Time series analysis and anomaly detection:

Many data sets, such as financial data and other event data, have a temporal component to them. In particular, traffic data for the freeway ramps in Orange County is available on this web page -- that page also suggests several potential project ideas.

EEG data analysis:

Electroencephalograph (EEG) data can be captured by brain-computer interfaces (BCIs), which monitor electrical signals produced by neuron firings in one's brain. There is increasing interest in using machine learning techniques to classify EEG data. (Note a similar type of data is fMRI data). For instance, EEG data can be used to help those with neuromuscular impairments to control prosthetic devices. Furthermore, EEG can potentially be used to translate mental signals into words and thus perform synthetic telepathy.

A potential project is to apply machine learning algorithms to EEG data already available online (e.g. see this competition which seeks to classify EEG data into two different classes). Furthermore, there may be a slight possibility that we will be able to obtain a functional BCI headset to perform even more advanced experiments.

Plagiarism and vandalism detection:

An interesting potential project is to use machine learning algorithms to perform plagiarism or vandalism detection. See the plagiarism competition and the vandalism competition for more details.

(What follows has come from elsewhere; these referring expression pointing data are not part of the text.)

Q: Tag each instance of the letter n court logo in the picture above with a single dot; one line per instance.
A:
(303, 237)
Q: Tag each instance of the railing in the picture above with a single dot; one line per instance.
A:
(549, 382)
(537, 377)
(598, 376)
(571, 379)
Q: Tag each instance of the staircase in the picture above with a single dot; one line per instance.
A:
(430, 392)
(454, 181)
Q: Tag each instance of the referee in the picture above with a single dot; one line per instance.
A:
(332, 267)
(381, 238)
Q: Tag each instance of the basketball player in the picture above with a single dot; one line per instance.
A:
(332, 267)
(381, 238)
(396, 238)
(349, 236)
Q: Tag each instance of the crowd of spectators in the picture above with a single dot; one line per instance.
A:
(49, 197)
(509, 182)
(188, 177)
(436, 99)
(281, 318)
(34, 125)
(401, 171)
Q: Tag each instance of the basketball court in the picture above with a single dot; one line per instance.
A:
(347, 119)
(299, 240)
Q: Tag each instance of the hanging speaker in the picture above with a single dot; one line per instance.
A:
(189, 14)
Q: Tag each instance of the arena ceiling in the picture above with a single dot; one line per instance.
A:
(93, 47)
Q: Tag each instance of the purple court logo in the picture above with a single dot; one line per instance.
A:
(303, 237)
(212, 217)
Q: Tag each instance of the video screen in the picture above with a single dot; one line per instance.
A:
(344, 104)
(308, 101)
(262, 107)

Sports statistics and prediction:

The domain of professional sports (e.g. NFL, NBA, NHL, NCAA, etc.) is an interesting area to apply machine learning techniques. Specifically, classification and regression techniques can be used to predict many different quantities. For example, we might be interested in answering the following questions:

How many points will LeBron James score in the upcoming game against the Lakers, given that Ron Artest is healthy and will guard him?
Given data of previous games in the season and the fact that the Patriots will have home field advantage, will the Raiders beat the Patriots, and by what margin?
Based on historical data and regular season data, how accurately can we predict the NCAA basketball tournament brackets?
Based on college statistics, can we predict whether a draft pick will be a star player, a role player, or a bust?

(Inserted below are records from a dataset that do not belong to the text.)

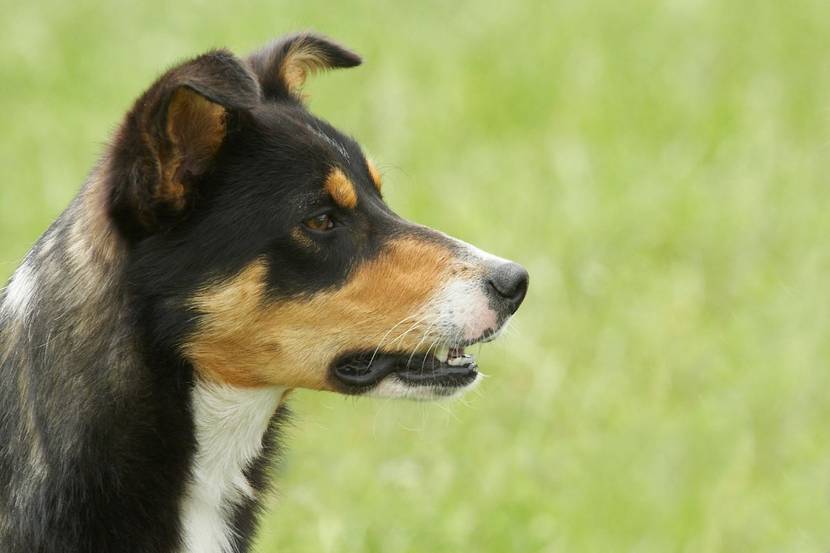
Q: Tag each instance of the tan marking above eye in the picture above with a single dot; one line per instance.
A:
(245, 339)
(341, 189)
(374, 173)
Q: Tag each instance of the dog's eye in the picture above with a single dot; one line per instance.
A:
(320, 222)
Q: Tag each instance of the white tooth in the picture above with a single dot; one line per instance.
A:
(460, 361)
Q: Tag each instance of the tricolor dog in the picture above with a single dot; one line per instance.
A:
(228, 247)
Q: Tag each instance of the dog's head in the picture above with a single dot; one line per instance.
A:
(260, 248)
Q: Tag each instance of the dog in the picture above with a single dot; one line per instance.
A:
(227, 248)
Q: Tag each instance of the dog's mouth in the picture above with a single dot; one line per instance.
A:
(448, 367)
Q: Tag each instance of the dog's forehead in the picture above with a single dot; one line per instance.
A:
(299, 128)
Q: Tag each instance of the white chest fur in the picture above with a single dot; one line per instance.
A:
(230, 424)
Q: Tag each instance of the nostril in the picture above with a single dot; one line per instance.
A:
(510, 282)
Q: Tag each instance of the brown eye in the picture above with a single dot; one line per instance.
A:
(320, 222)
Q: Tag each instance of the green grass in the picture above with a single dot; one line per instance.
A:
(662, 170)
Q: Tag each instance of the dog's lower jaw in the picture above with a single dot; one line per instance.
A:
(230, 424)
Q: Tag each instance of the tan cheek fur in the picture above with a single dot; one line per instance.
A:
(246, 341)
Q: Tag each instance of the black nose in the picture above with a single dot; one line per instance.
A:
(509, 280)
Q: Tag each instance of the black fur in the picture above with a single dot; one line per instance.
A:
(95, 417)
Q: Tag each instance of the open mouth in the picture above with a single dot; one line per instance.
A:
(448, 367)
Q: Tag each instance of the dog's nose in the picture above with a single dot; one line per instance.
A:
(509, 280)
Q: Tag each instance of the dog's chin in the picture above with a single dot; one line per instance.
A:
(396, 388)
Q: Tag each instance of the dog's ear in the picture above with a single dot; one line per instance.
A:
(169, 139)
(282, 66)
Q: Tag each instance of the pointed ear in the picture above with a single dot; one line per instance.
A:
(170, 138)
(282, 66)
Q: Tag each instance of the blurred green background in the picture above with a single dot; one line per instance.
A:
(661, 169)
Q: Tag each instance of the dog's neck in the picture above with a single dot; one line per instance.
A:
(230, 424)
(102, 431)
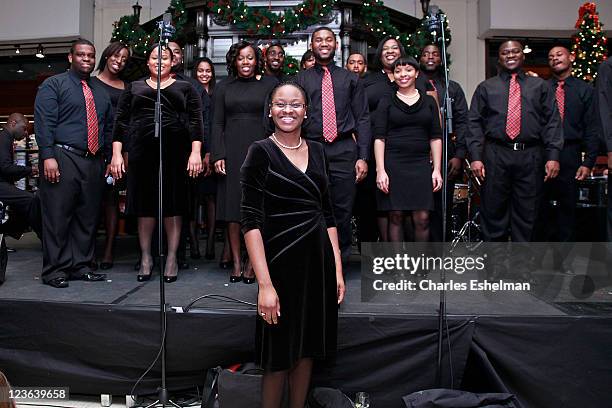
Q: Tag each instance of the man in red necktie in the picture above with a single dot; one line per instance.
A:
(514, 141)
(73, 124)
(574, 99)
(338, 110)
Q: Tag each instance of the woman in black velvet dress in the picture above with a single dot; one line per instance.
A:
(239, 105)
(292, 241)
(182, 131)
(408, 136)
(113, 62)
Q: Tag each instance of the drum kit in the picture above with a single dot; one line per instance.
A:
(464, 215)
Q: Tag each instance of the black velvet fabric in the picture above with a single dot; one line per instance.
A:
(292, 209)
(407, 131)
(181, 124)
(239, 106)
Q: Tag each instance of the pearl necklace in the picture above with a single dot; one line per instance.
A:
(161, 83)
(409, 99)
(285, 146)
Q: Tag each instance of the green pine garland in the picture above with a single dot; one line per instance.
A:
(377, 21)
(260, 21)
(128, 31)
(589, 43)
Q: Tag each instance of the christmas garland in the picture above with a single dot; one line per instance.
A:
(261, 21)
(128, 31)
(589, 46)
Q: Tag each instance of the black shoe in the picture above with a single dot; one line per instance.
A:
(57, 283)
(143, 278)
(92, 277)
(195, 253)
(235, 279)
(170, 279)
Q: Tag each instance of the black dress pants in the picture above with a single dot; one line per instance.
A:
(365, 207)
(557, 218)
(342, 155)
(511, 192)
(70, 214)
(609, 208)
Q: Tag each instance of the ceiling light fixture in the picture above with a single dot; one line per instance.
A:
(40, 52)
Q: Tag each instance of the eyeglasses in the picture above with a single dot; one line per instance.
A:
(276, 54)
(293, 106)
(393, 47)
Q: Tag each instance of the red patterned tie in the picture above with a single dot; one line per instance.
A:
(560, 96)
(433, 85)
(513, 119)
(330, 127)
(92, 119)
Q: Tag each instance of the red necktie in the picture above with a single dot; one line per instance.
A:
(92, 119)
(560, 96)
(513, 118)
(330, 127)
(433, 85)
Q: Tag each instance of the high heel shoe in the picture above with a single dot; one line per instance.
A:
(235, 279)
(249, 281)
(172, 278)
(194, 253)
(142, 277)
(226, 264)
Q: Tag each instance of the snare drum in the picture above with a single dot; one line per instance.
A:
(461, 193)
(593, 192)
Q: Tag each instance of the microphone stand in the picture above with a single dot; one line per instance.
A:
(165, 32)
(447, 128)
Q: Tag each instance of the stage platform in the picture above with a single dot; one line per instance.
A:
(545, 346)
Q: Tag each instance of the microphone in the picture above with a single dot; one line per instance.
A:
(433, 20)
(166, 28)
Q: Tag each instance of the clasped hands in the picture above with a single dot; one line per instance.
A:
(551, 169)
(117, 166)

In this project, teams will be expected to find sports statistics online -- perhaps there will be a need to write automated scripts (e.g. Perl) to scrape statistics from various online databases. Given real-world data, relevant prediction tasks can be proposed.

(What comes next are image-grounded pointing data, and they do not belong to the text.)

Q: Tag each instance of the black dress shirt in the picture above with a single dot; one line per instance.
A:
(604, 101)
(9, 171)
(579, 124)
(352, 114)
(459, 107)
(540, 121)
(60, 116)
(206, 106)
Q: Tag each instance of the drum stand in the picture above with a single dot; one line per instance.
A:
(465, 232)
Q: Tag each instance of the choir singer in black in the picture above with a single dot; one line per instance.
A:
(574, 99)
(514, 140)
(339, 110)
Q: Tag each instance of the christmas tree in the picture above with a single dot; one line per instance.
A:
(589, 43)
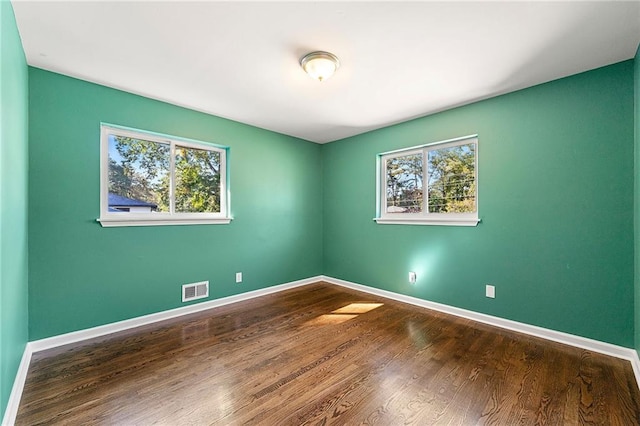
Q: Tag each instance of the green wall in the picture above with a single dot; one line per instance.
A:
(83, 275)
(555, 199)
(13, 201)
(636, 78)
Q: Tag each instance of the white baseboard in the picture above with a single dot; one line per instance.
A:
(103, 330)
(568, 339)
(90, 333)
(18, 385)
(556, 336)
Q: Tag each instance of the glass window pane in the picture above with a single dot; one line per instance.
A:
(197, 180)
(452, 184)
(404, 184)
(138, 175)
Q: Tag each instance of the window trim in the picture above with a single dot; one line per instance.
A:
(111, 219)
(424, 218)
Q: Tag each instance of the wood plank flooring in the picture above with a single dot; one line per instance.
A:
(321, 355)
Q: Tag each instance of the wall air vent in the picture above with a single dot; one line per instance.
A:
(195, 291)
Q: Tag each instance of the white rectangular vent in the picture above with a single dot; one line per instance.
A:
(195, 291)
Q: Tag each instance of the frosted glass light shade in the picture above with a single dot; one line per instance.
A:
(320, 65)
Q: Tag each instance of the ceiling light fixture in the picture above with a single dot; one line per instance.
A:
(320, 65)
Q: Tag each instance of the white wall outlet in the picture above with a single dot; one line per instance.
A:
(491, 291)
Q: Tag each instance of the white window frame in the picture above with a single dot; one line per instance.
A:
(113, 219)
(424, 217)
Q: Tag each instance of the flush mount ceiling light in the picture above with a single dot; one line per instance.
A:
(320, 65)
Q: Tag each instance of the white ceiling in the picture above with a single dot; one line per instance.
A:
(399, 60)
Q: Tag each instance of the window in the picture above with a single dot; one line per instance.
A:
(153, 179)
(433, 184)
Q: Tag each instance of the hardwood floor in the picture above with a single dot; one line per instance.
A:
(321, 355)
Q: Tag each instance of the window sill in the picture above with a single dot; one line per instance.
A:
(424, 221)
(116, 222)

As an example, here is one research paper that uses statistics and machine learning to predict winners of March Madness. Also, the MIT Sloan Sports Analytics Conference may be of interest.

Also note an Australian Football League competition being run by Monash University in Australia.

KDD Cup:

Each year, the ACM Special Interest Group on Knowledge Discovery and Data Mining sponsors a competition known as the KDD Cup. Students are welcome to base their projects around one of these past competitions.

Update: The 2010 KDD Cup has just been announced!